Versicherungen für die Bordeauxdogge
Hundehalterhaftpflichtversicherung
Die Bordeauxdogge ist in einigen Bundesländern als Listenhund eingestuft. Eine Hundehalterhaftpflicht ist vielerorts gesetzlich vorgeschrieben und besonders wichtig bei großen, kräftigen Rassen.
Leistungen:
- Personenschäden, Sach- und Vermögensschäden
- Einschluss gelisteter Hunderassen
- Fremdhüter- und Auslandsschutz
Hunde-OP-Versicherung
Operationen bei der Bordeauxdogge sind oft kostenintensiv – besonders bei Gelenkerkrankungen oder Herzproblemen. Eine gute OP-Versicherung schützt dich vor hohen Tierarztkosten.
Typische Operationen:
- Kreuzbandriss
- Magendrehung
- Tumorentfernung
- Augen- und Gelenkoperationen
Hundekrankenversicherung
Die Krankenversicherung deckt auch nicht-operative Behandlungen, Medikamente, Diagnostik und Nachsorge ab – ideal bei chronischen Erkrankungen oder Hautproblemen.
Leistungsbeispiele:
- Allergiebehandlung
- Zahnkontrollen
- Physiotherapie
- Medikamente bei Herz- und Gelenkproblemen
Lebenserwartung: Wie alt wird die Bordeauxdogge?

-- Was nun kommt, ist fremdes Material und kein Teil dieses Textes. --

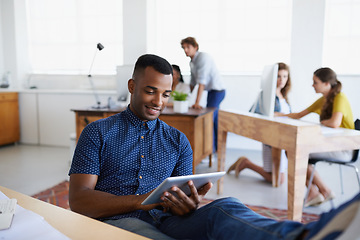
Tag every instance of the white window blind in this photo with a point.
(241, 35)
(63, 35)
(342, 36)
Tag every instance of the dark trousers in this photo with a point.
(214, 99)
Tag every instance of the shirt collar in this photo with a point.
(136, 121)
(195, 56)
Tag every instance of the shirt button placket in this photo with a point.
(142, 149)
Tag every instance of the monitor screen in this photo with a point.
(123, 74)
(265, 102)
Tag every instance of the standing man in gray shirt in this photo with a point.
(205, 73)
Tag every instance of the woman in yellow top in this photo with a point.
(335, 111)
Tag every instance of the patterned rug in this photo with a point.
(59, 196)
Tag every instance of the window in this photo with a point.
(342, 36)
(241, 35)
(63, 35)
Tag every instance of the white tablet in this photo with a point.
(181, 182)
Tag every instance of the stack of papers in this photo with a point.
(29, 225)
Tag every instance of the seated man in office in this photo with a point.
(119, 160)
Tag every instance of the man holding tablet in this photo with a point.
(119, 160)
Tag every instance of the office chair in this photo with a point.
(350, 163)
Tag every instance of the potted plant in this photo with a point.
(181, 104)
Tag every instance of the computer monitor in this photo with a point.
(123, 74)
(265, 102)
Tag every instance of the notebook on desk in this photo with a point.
(7, 210)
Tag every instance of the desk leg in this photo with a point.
(297, 168)
(276, 158)
(222, 135)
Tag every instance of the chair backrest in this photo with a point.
(356, 152)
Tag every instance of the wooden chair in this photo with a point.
(350, 163)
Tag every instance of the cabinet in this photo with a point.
(9, 118)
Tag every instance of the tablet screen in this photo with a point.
(181, 182)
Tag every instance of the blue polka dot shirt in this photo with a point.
(130, 156)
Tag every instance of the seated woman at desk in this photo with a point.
(178, 83)
(335, 111)
(281, 105)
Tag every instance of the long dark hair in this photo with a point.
(328, 75)
(285, 90)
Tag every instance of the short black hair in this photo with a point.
(160, 64)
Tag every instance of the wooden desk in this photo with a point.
(297, 137)
(71, 224)
(196, 124)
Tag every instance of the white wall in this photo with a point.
(45, 114)
(46, 117)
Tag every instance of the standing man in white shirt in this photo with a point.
(205, 73)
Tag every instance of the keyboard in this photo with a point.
(7, 210)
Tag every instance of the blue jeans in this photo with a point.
(228, 218)
(214, 99)
(225, 218)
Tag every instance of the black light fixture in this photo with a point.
(99, 47)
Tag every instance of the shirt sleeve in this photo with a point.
(202, 69)
(185, 161)
(316, 106)
(86, 158)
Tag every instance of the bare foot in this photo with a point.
(241, 165)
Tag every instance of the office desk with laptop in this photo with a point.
(196, 124)
(298, 138)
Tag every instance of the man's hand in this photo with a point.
(183, 204)
(196, 106)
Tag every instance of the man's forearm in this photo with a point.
(97, 204)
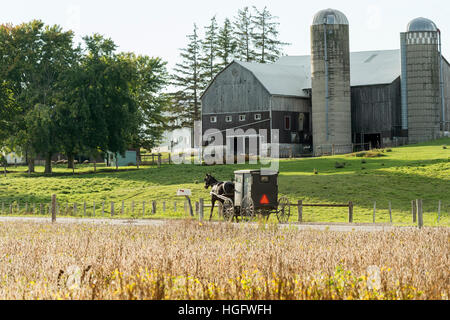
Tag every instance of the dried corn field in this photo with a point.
(188, 260)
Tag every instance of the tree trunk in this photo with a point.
(48, 163)
(70, 160)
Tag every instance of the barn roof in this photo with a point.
(291, 75)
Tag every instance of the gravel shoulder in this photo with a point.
(149, 222)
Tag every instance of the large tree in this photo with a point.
(8, 111)
(186, 78)
(243, 35)
(33, 58)
(210, 52)
(265, 36)
(226, 45)
(150, 79)
(104, 93)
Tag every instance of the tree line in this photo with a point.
(251, 36)
(58, 97)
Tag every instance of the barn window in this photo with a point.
(287, 123)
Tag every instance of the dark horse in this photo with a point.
(221, 188)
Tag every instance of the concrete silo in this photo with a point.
(330, 72)
(421, 77)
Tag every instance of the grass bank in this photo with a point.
(398, 175)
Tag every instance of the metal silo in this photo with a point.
(331, 106)
(422, 85)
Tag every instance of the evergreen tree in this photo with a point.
(243, 35)
(265, 36)
(210, 51)
(185, 101)
(226, 44)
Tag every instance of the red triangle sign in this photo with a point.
(264, 200)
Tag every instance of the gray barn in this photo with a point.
(247, 97)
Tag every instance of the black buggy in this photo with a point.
(256, 194)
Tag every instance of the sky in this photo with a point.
(159, 28)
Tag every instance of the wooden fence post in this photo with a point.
(154, 207)
(54, 208)
(420, 213)
(220, 210)
(143, 208)
(300, 211)
(201, 207)
(439, 210)
(390, 211)
(374, 210)
(414, 210)
(350, 212)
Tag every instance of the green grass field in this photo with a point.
(401, 175)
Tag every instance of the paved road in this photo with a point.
(309, 226)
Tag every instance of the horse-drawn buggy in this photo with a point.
(254, 193)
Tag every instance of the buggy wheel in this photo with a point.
(228, 210)
(284, 210)
(247, 209)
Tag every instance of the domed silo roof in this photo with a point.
(421, 24)
(330, 16)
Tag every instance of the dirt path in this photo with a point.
(322, 227)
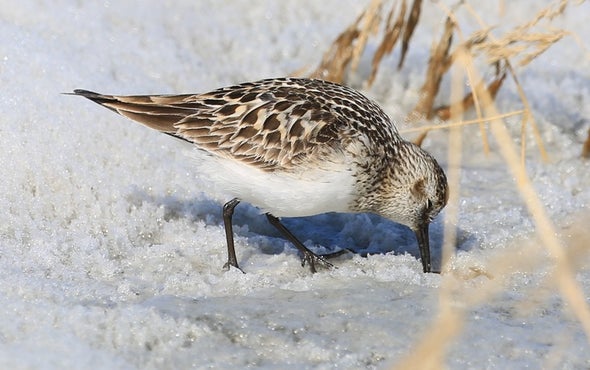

Die Bordeaux Dogge zählt zu den großen Hunderassen, und wie bei vielen kräftigen Molossern ist ihre Lebenserwartung mit durchschnittlich 6 bis 8 Jahren eher kurz. Doch mit der richtigen Haltung, einer ausgewogenen Ernährung und regelmäßiger Bewegung kannst du viel dazu beitragen, dass dein Hund ein möglichst langes und erfülltes Leben genießt. Es gibt durchaus Bordeaux Doggen, die 10 Jahre oder sogar älter werden – vor allem, wenn sie von Anfang an gut gepflegt und betreut werden.
Wichtig ist, auf die typischen Risiken der Rasse zu achten, wie etwa Ellbogendysplasie, und frühzeitig tierärztliche Kontrollen wahrzunehmen. Eine artgerechte Haltung mit ausreichend Platz, liebevoller Zuwendung und angepasster Bewegung fördert die Gesundheit und das Wohlbefinden deines Hundes. Auch die Wahl eines verantwortungsvollen Züchters, der Wert auf gesunde Elterntiere legt, kann die Lebenserwartung positiv beeinflussen.
Mit Fürsorge, Aufmerksamkeit und einem guten Gespür für die Bedürfnisse deiner Bordeaux Dogge wird sie dir viele Jahre ein treuer und sanftmütiger Begleiter sein – und mit etwas Glück sogar länger, als es der Durchschnitt erwarten lässt.
Fazit: Die Bordeauxdogge – ein sanfter Riese mit Wacheigenschaft
Die Bordeauxdogge vereint Sanftmut mit Schutztrieb, Kraft mit Ruhe. Sie eignet sich für erfahrene Hundehalter, die ihr genügend Platz, Nähe und Sicherheit bieten. Wer ihr gerecht wird, gewinnt einen tief loyalen und würdevollen Begleiter.
FAQ – Häufig gestellte Fragen
Ist die Bordeauxdogge ein Listenhund?
In einigen Bundesländern ja – z. B. Bayern, Brandenburg, Hamburg oder NRW. Informiere dich vor dem Kauf über gesetzliche Auflagen.
Ist die Bordeauxdogge kinderfreundlich?
Ja – sie ist sehr liebevoll und ruhig im Umgang mit Kindern. Wichtig ist eine frühzeitige Sozialisierung und Aufsicht bei Kleinkindern.
Ist sie für Anfänger geeignet?
Nein – die Kombination aus Kraft, Schutztrieb und gesundheitlicher Anfälligkeit erfordert hundeerfahrene Halter.
Wie viel Bewegung braucht die Bordeauxdogge?
Tägliche moderate Spaziergänge reichen aus. Hundesport oder Überforderung im Wachstum sind nicht empfehlenswert.